The strategy of tech containment is not one unique to the current administration. Before Biden came into office, Trump imposed sanctions on Huawei and severely restricted the Chinese telecommunications company from the U.S. market. In 2019, Trump cut off Huawei’s access to Google music and other smartphone services, and then later followed that up with new sanctions which prohibited the use of American technology to produce components for its products. And then Trump further tightened these restrictions the following year, with a new round of sanctions which blocked Huawei from accessing chips produced with tools acquired from the United States. Since taking office, Biden has moved toward a total ban of the Chinese company, signing into legislation prohibiting it from receiving new equipment licenses from U.S. regulators. The administration has also convinced its allies to follow suit: South Korea, Japan, Germany, the U.K., Canada, Australia, and New Zealand have also banned Huawei from setting up 5G infrastructure in their countries.

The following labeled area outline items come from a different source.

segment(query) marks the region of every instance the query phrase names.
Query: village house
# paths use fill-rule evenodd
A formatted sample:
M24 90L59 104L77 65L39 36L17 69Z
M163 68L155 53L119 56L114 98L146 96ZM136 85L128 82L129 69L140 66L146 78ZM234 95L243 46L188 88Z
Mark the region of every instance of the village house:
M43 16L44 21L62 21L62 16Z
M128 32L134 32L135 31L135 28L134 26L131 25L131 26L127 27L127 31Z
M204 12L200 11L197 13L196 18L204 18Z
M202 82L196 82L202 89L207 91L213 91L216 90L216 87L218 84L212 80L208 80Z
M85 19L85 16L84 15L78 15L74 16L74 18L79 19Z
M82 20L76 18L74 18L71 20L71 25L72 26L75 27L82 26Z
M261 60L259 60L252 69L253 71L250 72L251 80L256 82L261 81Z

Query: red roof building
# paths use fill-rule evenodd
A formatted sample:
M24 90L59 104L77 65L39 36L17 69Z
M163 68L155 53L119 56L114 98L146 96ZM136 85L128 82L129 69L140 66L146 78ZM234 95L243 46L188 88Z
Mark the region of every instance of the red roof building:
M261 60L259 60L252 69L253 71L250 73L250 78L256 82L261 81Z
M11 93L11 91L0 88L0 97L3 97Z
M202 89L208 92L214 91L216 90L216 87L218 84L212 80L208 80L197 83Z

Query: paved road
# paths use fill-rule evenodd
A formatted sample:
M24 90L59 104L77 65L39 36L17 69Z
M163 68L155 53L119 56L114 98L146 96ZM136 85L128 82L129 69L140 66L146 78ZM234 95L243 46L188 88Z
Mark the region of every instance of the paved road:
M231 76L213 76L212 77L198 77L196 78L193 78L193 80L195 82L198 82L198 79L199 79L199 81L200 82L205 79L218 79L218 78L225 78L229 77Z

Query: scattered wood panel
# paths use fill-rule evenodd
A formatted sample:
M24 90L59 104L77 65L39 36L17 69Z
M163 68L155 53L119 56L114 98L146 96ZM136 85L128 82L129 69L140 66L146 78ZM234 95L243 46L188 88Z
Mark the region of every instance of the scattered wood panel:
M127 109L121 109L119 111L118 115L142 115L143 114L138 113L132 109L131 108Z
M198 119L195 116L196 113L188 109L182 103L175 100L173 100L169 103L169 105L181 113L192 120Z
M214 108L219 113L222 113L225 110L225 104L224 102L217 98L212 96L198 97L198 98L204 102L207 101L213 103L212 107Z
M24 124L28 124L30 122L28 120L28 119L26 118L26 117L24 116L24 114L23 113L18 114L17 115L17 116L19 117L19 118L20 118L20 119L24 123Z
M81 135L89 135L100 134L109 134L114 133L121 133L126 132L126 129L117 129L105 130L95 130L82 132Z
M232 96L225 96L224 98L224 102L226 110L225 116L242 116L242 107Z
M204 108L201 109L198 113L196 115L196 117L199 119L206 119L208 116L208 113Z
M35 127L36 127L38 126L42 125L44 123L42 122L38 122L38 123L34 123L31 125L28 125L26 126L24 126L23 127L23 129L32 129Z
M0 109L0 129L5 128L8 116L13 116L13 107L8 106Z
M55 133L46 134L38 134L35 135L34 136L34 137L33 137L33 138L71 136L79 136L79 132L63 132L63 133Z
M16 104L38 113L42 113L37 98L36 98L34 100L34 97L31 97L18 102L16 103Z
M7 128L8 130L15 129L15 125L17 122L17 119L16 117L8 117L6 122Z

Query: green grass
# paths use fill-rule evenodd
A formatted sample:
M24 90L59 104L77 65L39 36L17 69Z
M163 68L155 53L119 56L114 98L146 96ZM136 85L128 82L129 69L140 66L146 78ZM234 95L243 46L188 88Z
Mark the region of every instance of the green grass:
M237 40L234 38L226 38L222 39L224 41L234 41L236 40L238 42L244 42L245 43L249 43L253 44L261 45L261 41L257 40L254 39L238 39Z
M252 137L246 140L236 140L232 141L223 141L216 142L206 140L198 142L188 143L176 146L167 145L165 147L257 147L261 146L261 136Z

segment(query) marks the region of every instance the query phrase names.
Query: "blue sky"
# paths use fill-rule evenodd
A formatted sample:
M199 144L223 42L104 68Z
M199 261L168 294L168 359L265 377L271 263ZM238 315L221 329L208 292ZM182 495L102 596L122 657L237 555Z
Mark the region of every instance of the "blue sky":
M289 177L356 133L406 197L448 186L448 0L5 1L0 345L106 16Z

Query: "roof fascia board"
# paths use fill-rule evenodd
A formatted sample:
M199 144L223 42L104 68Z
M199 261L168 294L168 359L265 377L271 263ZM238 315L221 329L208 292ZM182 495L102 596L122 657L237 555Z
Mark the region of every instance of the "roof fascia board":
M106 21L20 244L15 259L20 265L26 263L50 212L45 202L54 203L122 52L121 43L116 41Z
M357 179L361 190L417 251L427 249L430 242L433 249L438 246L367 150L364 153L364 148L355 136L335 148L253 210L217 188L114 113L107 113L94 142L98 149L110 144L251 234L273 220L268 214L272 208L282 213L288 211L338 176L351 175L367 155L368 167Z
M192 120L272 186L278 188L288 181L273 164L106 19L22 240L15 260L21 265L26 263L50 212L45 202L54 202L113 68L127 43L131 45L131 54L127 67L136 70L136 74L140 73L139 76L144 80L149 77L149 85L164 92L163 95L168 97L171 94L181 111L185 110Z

Due to this containment strategy of the U.S. foreclosing market access, Huawei’s annual profits have plunged by 70%.
And of course, most recently the political theater of the TikTok hearings and subsequent threats of a ban of the app can only be understood as another step in cutting off Chinese tech from accessing the critical U.S. market, further hindering China’s economic development.
Make no mistake: while bans of Huawei and TikTok are enshrouded in the language of “national security concerns,” the real impetus behind them is to secure dominance of U.S. tech. Huawei is Apple’s major competitor for the smartphone market in China, and in 2020, the former edged out the latter as the top selling brand in the country. And with 150 million users in the U.S., TikTok has become the most frequently downloaded social media app, especially among the coveted Gen Z market. Users spend far more time on the social media app than some of its competitors like Instagram, and, as such, is pulling digital advertising away from its U.S. counterparts. And just like with Huawei, the U.S. is pushing for its allies to ban TikTok: India imposed a nationwide ban in 2020, and the U.K., the Netherlands, Norway, France, Canada, and Australia have all moved to ban the app from government-issued devices.
Containment will only lead us to war
Despite its rapid modernization within just the last few decades, China remains in many ways a developing country. China relies on its tech sector and technological innovation as cornerstones to develop its economy in order to meet the material needs of its people and lift them out of poverty. The comprehensive U.S. bans on semiconductor exports, Huawei, and potentially TikTok can be seen as a way of thwarting its modernization, to keep it underdeveloped and situated within the global supply chain as the world’s factory.
Through its containment strategy of military encirclement and cutting off access to tech and key markets, the U.S. seeks to obstruct China’s economic development to secure the dominance of a U.S.-led imperialist system—a dangerous and belligerent policy which will only lead us on a path to war.